The US president is not chosen by the nationwide popular vote, but in state-by-state contests that allocate electoral votes. Each state gets one electoral vote for each of its seats in the House of Representatives, as determined by population, and two electoral votes for each of its two senators.

That means there are 538 electoral votes, including three for Washington, DC. The winning candidate must have 50%, plus one, or 270 votes.

Mr Obama is ahead in states and Washington DC, representing 237 electoral votes; Mr Romney has a comfortable lead in states with 191 electoral votes.

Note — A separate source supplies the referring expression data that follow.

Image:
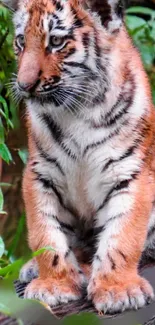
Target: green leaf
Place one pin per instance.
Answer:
(134, 22)
(5, 184)
(17, 236)
(1, 201)
(140, 10)
(42, 250)
(1, 131)
(2, 247)
(5, 153)
(12, 269)
(23, 154)
(4, 309)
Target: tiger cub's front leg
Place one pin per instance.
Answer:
(115, 284)
(60, 278)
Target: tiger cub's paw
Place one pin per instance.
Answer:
(52, 292)
(29, 271)
(115, 298)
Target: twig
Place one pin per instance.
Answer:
(4, 38)
(82, 305)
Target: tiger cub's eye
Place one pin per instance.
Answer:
(20, 41)
(56, 40)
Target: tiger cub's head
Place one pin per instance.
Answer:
(62, 47)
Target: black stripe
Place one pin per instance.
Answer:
(113, 264)
(97, 257)
(125, 98)
(128, 153)
(85, 41)
(70, 52)
(151, 231)
(103, 141)
(57, 134)
(49, 184)
(77, 21)
(78, 65)
(118, 115)
(122, 254)
(55, 260)
(122, 185)
(67, 226)
(67, 253)
(49, 159)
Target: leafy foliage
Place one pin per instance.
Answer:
(140, 22)
(142, 30)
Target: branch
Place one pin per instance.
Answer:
(83, 305)
(7, 320)
(4, 38)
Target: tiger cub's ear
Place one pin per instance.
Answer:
(111, 12)
(10, 4)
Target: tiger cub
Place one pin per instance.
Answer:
(89, 184)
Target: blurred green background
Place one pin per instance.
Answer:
(140, 21)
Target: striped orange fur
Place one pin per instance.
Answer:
(89, 184)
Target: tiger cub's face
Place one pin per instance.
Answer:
(58, 47)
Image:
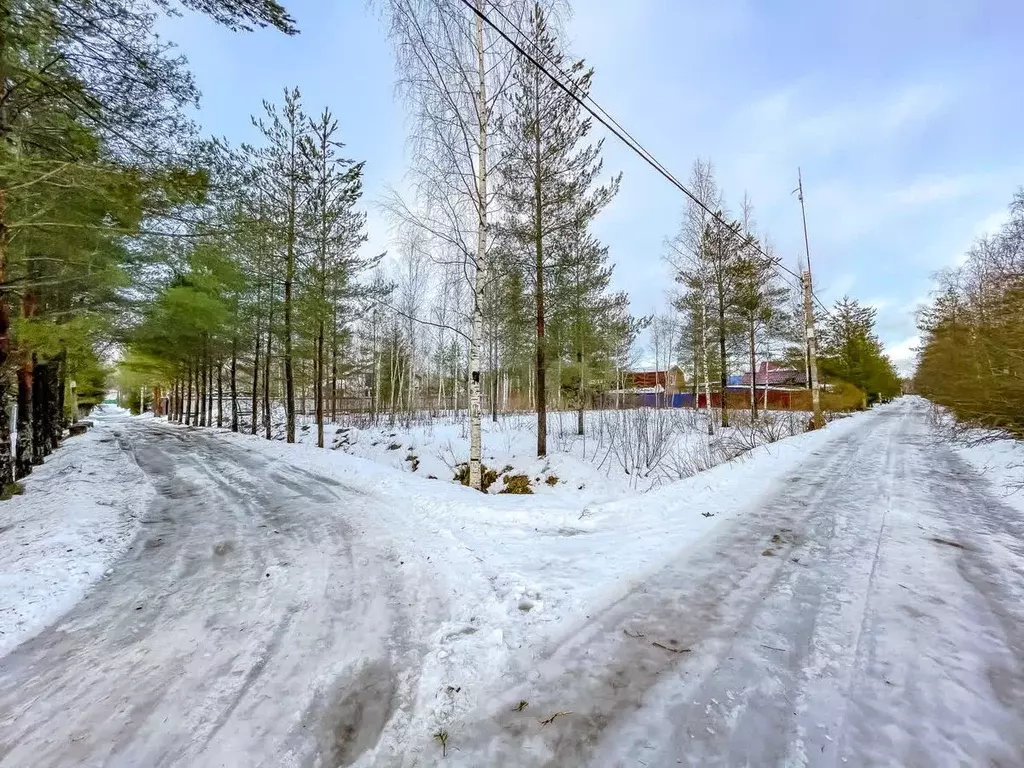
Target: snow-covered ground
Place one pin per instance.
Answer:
(522, 570)
(77, 515)
(300, 606)
(1000, 461)
(620, 453)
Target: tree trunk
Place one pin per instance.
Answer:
(707, 370)
(475, 442)
(220, 393)
(200, 377)
(334, 367)
(23, 450)
(754, 374)
(6, 463)
(266, 382)
(289, 278)
(201, 389)
(580, 424)
(235, 384)
(209, 390)
(59, 381)
(187, 414)
(40, 407)
(254, 414)
(318, 385)
(722, 351)
(541, 372)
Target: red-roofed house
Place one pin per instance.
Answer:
(777, 374)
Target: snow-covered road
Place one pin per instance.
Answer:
(245, 592)
(868, 612)
(866, 609)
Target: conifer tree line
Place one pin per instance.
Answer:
(971, 358)
(235, 284)
(92, 125)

Mr Obama’s team had planned to kick off the final full week of campaigning with a trio of joint rallies with Mr Clinton. The two presidents were supposed to spend yesterday dashing from Florida to Ohio to Virginia rallying Democratic supporters and trying to sway the small swath of undecided voters.

With Mr Obama at the White House at until today, Mr Clinton campaigned solo in Florida, then joined Vice President Joe Biden in Ohio. Mr Obama’s campaign has booked Mr Clinton into Minnesota, Iowa, Colorado, Ohio, Virginia, New Hampshire and Wisconsin for the race’s final days.

Aides at Mr Romney’s campaign headquarters in Boston were scrambling to sketch out political contingency plans. In addition to postponing events, they planned to scale back criticism of Mr Obama to avoid the perception that Mr Romney was putting politics ahead of public safety.